THE TIKTOKIFICATION OF FASHION

Everyone’s trying to have their ‘Coperni SS23’ moment. Recently, brands have been experimenting with the runway more and more.

Photos courtesy: Andrea Adriani, Koji Hirano, Kristy Sparow

Copy editors: Eishvinder Gill, Samira Balsara

Everyone’s trying to have their ‘Coperni SS23’ moment. Recently, brands have been experimenting with the runway more and more. From dresses cured with UV light to crowd-surfing models, fashion month has become a waiting game of the next viral show.

As for the “classic” runway presentation? Well, we’re still deciding if a brand’s success goes hand in hand with its virality. People across the internet have dubbed this phenomenon the ‘TikTokification’ of the runway. 

Sure, innovative fashion presentations aren’t a new concept—McQueen’s SS99, one of fashion’s most beloved shows, was showcased before social media was a part of the fashion landscape. Brands like Chanel and Louis Vuitton, among others, have experimented with the runway for years. 

So why does it feel like we’re in the era of viral fashion shows?

Take, for instance, (DI)VISION’s FW23 show at Copenhagen Fashion Week. The show was all over Instagram’s Reels, and for good reason; the finale featured a model masquerading as a guest, who stands up to pose and walk the runway. Her skirt, initially disguised as a tablecloth, drags along with her, while all the glasses, plates, and cutlery crash onto the floor.

@anna.winck

@(di)vision ❤️‍🩹❤️‍🩹❤️‍🩹❤️‍🩹

♬ Bad Reputation – Joan Jett

People across Instagram and TikTok loved it. 
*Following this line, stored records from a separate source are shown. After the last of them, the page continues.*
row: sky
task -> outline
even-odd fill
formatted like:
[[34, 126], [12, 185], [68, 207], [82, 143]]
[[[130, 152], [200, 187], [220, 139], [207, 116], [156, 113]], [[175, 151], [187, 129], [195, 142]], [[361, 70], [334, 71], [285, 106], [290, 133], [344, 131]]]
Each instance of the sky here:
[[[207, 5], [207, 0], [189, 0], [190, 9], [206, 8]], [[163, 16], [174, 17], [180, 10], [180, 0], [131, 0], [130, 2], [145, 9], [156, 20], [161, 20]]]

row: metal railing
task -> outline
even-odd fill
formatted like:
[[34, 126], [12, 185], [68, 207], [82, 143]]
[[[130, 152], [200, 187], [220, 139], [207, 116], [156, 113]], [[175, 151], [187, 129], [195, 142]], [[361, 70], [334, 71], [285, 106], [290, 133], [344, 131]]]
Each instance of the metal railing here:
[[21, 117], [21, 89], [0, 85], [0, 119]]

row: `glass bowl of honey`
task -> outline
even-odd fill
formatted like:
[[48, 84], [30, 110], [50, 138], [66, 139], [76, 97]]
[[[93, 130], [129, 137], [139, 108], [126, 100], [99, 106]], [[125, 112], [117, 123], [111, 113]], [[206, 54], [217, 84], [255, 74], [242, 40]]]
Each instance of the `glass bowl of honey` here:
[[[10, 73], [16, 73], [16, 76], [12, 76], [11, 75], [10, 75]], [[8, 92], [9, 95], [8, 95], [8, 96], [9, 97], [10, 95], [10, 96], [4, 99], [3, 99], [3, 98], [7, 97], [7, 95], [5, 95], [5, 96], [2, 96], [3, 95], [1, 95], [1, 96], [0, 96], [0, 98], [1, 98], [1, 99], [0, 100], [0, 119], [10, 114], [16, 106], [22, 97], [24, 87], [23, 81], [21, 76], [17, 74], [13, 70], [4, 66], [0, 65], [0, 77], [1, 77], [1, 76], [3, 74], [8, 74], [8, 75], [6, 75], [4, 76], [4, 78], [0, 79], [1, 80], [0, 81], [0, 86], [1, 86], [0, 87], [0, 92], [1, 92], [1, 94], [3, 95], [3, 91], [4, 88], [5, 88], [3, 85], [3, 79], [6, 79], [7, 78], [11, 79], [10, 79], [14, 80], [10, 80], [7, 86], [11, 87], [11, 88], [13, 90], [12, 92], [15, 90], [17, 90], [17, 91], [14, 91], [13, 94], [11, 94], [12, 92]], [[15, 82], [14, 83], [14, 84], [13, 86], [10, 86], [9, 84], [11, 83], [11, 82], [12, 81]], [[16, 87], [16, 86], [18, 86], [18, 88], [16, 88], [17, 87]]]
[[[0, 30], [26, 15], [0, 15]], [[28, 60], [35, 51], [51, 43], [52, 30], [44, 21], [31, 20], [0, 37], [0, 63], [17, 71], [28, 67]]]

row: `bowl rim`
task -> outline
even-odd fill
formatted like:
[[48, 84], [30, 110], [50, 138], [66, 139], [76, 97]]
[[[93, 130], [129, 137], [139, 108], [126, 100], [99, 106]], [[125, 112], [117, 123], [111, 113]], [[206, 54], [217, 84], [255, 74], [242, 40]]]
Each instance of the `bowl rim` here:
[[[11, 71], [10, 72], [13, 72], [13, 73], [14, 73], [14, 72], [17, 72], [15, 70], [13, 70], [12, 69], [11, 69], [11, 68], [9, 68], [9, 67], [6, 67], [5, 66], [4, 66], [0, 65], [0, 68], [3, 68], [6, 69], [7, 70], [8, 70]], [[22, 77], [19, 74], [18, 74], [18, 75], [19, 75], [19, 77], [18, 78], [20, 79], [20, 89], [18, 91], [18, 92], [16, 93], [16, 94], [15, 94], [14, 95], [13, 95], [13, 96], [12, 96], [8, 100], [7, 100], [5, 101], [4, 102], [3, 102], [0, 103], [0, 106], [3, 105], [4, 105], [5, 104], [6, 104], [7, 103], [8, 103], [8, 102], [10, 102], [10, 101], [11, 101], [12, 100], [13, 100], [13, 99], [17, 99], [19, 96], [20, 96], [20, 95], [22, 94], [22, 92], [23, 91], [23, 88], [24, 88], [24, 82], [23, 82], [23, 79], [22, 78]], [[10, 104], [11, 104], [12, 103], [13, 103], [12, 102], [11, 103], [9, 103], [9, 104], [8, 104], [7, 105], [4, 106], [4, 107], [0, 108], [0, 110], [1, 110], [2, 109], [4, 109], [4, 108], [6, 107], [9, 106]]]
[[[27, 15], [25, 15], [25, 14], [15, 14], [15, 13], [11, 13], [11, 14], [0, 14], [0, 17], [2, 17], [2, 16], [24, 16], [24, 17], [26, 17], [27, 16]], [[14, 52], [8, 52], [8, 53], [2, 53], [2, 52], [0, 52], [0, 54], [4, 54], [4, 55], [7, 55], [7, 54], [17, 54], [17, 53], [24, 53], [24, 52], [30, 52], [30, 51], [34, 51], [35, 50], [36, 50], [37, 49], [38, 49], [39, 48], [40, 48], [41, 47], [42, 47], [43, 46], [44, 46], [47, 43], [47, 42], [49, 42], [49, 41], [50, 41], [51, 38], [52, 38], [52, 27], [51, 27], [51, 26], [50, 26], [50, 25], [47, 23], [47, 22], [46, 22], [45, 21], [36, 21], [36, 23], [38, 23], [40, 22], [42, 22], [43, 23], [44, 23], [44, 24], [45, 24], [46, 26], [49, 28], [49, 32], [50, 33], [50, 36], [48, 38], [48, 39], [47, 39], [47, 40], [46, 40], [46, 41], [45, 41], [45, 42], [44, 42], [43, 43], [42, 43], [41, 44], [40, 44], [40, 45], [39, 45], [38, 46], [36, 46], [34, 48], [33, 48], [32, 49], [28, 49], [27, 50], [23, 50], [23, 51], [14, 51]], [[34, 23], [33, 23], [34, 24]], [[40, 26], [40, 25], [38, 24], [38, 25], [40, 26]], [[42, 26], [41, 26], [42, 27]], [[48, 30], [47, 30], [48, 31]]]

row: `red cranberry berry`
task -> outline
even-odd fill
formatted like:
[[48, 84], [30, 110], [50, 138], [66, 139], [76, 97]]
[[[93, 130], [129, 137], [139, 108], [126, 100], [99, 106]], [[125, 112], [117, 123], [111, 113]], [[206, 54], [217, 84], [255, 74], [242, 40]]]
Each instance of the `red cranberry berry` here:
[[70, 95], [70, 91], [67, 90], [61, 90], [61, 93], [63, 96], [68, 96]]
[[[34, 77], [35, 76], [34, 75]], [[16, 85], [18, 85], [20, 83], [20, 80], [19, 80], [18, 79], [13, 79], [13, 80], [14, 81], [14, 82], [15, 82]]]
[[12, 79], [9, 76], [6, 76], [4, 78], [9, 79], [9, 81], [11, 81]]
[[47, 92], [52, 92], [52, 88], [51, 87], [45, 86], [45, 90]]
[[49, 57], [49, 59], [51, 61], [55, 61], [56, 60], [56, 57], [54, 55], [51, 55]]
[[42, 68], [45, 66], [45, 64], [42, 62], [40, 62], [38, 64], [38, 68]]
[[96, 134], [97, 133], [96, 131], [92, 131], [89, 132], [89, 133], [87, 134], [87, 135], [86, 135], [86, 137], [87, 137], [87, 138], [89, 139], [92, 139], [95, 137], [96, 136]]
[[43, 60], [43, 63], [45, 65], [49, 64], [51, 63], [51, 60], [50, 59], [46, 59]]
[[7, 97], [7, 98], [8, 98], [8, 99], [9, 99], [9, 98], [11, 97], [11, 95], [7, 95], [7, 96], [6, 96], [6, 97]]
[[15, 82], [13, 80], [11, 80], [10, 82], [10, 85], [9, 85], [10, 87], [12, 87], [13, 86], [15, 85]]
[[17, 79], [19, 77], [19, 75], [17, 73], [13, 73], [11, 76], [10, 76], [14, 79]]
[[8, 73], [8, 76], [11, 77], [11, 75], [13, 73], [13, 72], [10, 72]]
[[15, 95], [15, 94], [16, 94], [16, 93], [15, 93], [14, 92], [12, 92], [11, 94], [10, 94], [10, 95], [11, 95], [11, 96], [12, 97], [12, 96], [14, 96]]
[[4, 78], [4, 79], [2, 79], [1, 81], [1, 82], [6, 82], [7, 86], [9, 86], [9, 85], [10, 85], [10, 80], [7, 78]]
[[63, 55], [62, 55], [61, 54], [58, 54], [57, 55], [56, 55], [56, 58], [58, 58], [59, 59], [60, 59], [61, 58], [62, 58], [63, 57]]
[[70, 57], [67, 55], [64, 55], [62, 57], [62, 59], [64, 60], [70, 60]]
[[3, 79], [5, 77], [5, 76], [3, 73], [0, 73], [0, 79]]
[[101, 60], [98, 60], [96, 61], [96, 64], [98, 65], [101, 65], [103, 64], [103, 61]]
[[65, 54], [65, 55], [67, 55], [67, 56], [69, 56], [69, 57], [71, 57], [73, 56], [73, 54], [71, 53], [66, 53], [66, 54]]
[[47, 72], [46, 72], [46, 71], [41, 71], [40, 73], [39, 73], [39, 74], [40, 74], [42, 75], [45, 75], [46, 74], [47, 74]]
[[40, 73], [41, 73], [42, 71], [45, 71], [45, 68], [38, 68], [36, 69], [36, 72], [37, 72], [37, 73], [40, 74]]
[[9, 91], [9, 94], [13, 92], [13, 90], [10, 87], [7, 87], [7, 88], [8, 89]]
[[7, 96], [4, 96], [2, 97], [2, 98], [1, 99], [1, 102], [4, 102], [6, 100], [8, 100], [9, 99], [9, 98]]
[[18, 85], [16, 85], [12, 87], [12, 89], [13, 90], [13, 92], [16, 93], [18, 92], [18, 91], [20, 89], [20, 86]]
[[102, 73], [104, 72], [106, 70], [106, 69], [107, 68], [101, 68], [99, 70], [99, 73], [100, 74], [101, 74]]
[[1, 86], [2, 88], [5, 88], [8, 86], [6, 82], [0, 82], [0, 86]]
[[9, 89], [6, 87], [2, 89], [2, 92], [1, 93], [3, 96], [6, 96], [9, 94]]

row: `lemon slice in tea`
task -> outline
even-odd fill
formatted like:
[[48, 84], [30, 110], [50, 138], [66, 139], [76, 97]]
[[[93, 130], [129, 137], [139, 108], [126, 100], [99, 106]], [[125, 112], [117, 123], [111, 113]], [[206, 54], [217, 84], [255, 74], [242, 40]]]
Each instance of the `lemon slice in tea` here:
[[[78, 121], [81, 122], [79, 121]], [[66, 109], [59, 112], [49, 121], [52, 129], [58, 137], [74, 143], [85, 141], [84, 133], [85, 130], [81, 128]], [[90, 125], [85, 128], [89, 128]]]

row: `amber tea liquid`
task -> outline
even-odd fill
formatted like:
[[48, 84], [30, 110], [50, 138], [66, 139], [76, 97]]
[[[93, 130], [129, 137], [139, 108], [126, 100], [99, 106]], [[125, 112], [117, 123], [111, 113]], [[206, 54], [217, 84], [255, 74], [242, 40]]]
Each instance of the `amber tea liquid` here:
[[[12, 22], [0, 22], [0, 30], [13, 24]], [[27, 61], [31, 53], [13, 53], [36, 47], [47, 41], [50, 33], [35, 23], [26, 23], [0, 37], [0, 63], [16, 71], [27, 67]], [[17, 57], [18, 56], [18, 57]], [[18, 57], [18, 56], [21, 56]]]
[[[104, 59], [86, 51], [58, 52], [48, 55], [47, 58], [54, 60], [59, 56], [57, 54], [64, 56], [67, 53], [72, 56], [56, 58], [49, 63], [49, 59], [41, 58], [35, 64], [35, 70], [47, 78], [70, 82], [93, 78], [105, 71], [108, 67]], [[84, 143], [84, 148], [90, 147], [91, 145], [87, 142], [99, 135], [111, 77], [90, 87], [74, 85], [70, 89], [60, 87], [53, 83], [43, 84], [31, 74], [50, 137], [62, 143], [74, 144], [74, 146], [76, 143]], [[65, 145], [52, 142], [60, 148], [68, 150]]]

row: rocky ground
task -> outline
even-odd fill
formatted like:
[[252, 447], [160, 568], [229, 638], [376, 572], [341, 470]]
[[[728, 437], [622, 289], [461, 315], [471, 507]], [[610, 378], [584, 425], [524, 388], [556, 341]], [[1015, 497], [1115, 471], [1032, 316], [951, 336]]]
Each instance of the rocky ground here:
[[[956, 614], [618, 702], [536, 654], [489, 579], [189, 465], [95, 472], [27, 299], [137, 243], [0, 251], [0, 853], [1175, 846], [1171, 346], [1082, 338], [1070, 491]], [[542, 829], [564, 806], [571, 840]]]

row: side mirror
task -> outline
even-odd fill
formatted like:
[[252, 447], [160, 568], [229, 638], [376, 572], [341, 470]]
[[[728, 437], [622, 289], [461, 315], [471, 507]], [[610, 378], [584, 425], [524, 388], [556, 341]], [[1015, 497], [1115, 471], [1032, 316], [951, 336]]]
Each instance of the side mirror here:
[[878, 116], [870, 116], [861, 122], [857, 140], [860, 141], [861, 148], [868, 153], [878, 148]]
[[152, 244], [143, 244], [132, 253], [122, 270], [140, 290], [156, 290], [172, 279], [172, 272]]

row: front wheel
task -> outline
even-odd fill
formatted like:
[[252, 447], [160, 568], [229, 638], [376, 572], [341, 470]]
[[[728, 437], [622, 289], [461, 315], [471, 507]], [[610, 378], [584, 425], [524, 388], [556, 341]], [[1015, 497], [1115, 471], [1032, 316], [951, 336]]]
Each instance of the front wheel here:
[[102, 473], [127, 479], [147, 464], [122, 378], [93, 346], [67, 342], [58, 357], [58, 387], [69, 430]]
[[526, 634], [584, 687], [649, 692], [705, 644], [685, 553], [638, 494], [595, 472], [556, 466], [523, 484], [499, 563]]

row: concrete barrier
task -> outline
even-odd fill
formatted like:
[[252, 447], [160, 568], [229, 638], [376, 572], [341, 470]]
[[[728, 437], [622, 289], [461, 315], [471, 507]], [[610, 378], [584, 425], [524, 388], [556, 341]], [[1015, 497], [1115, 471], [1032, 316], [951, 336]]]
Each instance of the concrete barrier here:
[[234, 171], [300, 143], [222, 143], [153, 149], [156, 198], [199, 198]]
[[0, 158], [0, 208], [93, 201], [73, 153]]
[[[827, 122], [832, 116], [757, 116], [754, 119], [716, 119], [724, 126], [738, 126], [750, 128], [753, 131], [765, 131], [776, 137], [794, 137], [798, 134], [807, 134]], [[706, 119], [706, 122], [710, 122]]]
ANREALAGE showcased a collection of colour-changing pieces, activated by suspended moving UV lights. Muslin-like garments transformed into bold and colourful patterned pieces. AVAVAV’s FW23 collection is another example. It focused on deconstructing the seriousness around fashion, showing the models tripping on the runway, their clothes, and accessories ‘falling off’ of their figures. Heliot Emil’s models channelled The Hunger Games, walking down the runway engulfed in flames, and Coperni’s FW23 show starred animal-shaped robots as models. 

All of this in one season.

At first glance, it seems obvious why brands may want to experiment with presentations. Today’s fashion industry is directed by viewers—millions of them— who’ll then turn into customers, and later spread the word, raising brand awareness. Brands are no longer gatekeepers of fashion, but rather, brands are gatekept out of what we’d deem “mainstream fashion”.

The TikTokification of fashion seems like a win-win situation for both the brand and the viewer. So why does it seem to not work for so many audiences?

For some, the experimental showcase seems to take away from the clothes themselves; for others, it feels almost repetitive—or worse, an obvious marketing ploy—after the first few shows. To many, these shows seem like an attempt to create a viral moment, to entice the audience to record, and post the show.

But others—like myself—are always looking forward to the next fashion spectacle. Sure, it’s probably a marketing strategy, and sure—it’s frivolous and social-media centric. But, it can be extremely interesting, and not to forget fun, when it’s done right. Some brands, like AVAVAV, have connected their tongue-in-cheek presentations to their themes. Others have simply used the runway as another outlet for their identity. 

One thing’s for sure, there’s always something extra to look forward to during fashion week.